At the molecular level, what’s really going on as the marble rolls down the slope is that different genes are being switched on and off, guided by transcription factors, sirtuins and other enzymes such as DNA methyltransferases (DNMTs) and histone methyltransferases (HMTs), which mark the DNA and its packing proteins with chemical tags that instruct the cell and its descendants to behave in a certain way.
What’s not generally appreciated, even in scientific circles, is how important the stability of this information is for our long-term health. You see, epigenetics was long the purview of scientists who study the very beginnings of life, not folks like me who are studying the other end of things.
Once a marble has settled in Waddington’s landscape, it tends to stay there. If all goes well with fertilization, the embryo develops into a fetus, then a baby, then a toddler, then a teenager, then an adult. Things tend to go well in our youth. But the clock is ticking.

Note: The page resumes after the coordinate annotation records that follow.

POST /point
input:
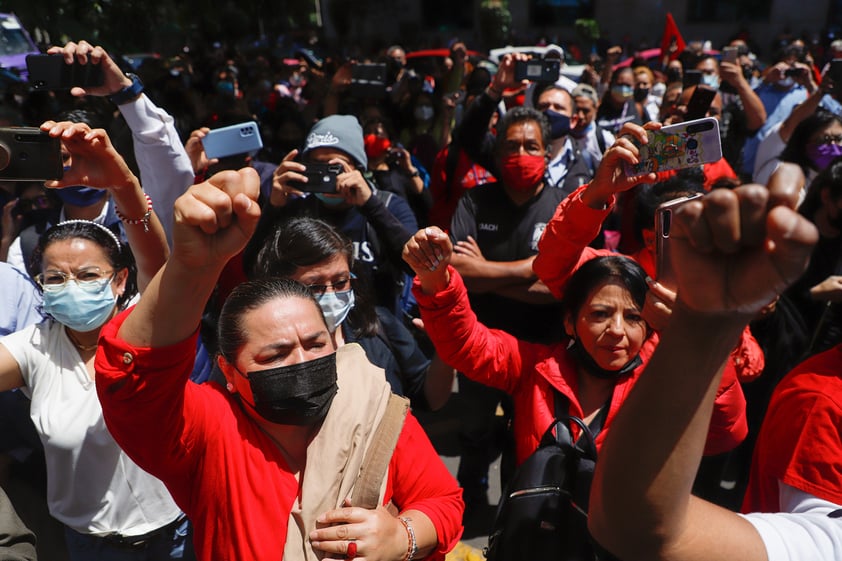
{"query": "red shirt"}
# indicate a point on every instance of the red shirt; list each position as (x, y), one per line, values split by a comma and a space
(800, 442)
(222, 470)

Every time there’s a radical adjustment to the epigenome, say, after DNA damage from the sun or an X-ray, the marbles are jostled—envision a small earthquake that ever so slightly changes the map. Over time, with repeated earthquakes and erosion of the mountains, the marbles are moved up the sides of the slope, toward a new valley. A cell’s identity changes. A skin cell starts behaving differently, turning on genes that were shut off in the womb and were meant to stay off. Now it is 90 percent a skin cell and 10 percent other cell types, all mixed up, with properties of neurons and kidney cells. The cell becomes inept at the things skin cells must do, such as making hair, keeping the skin supple, and healing when injured.
In my lab we say the cell has ex-differentiated.
Each cell is succumbing to epigenetic noise. The tissue made up of thousands of cells is becoming a melange, a medley, a miscellaneous set of cells.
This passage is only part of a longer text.